Most politicians and political analysts with no tie to the Republican party are irate at the clandestine way in which the bill was passed.

And then there are those schools who appear on a list of 202 potentially “failing” institutions circulated by Senate Republicans last week. The list, which was published on al.com, contained every public school in Marengo County outside of Demopolis.

That fact is nothing short of stunning. There are schools in Marengo County that have had their struggles with school improvement and Adequate Yearly Progress. But it is utterly ridiculous to think that every public institution in the Marengo County and Linden City systems is failing.

Marengo County Schools Superintendent Luke Hallmark had the right idea Wednesday when he advised caution in regards to determining exactly what a failing school is.

Take Sweet Water for example.

The Sweet Water graduation rate is routinely above 90 percent.

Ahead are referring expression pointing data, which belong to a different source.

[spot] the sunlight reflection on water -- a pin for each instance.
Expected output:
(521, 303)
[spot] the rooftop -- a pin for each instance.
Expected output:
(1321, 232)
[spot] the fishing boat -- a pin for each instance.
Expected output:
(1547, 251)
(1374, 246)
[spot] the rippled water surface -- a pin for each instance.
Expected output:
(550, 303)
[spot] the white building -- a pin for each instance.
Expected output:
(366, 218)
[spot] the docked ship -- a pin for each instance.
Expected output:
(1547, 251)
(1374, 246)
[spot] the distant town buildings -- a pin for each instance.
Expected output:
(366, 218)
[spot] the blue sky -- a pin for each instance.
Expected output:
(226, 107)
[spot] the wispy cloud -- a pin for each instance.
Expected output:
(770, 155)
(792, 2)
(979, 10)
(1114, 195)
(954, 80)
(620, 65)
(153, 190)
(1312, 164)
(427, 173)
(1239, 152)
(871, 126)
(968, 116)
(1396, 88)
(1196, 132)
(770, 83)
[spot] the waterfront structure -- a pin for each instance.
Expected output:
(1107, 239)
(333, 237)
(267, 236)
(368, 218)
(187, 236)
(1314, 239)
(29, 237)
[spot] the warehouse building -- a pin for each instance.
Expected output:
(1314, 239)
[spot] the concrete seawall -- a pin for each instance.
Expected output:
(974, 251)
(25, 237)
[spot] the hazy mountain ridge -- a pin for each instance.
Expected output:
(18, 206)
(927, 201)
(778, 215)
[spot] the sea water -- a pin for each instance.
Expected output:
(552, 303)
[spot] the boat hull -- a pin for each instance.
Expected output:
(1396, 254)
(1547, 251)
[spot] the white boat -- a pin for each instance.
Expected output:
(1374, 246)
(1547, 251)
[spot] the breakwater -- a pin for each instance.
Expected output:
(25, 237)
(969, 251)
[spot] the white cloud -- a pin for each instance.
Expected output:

The school boasts an impressive array of academic and extracurricular offerings. It continually posts stellar test scores. All of this goes without acknowledging programs such as the school’s robotics team that annually proves competitive against larger, more affluent institutions such as Davidson High and others.

And Sweet Water is not the only institution that should feel falsely accused of being a “failing school.” According to the latest round of AYP results, the only institution in the Marengo County system that missed 100 percent of its goals was Marengo High. The other two local schools appearing on the list of those that missed AYP are Linden High School and Demopolis High School. The latter of that pair was not identified as a potentially failing school by Senate Republicans.

The Alabama State Department of Education website also lists that the only Marengo schools in school improvement are Marengo High, John Essex, Linden Elementary and Demopolis High School.

The likes of Sweet Water and A.L. Johnson appear nowhere on either of those lists. So, it is understandable that SWHS principal Stan Stokley would be “mad” as he was characterized in a recent piece on al.com about Sweet Water’s status on the list of potentially “failing” schools.

But, in the midst of all of this, it is important to remember that the list as it was released is merely conjecture. It is the best guess of a handful of politicians based on their understanding of education data.

However, the truth is simply this. If those politicians understood the first thing about education – data or otherwise – HB84 never would have gotten off the ground. The latest controversial piece of education legislation that now faces our state is simply another example of people who know nothing about education refusing to listen to those who do.

So, as you read over the list of potentially “failing” schools and the legislation to which it is tied, consider the source.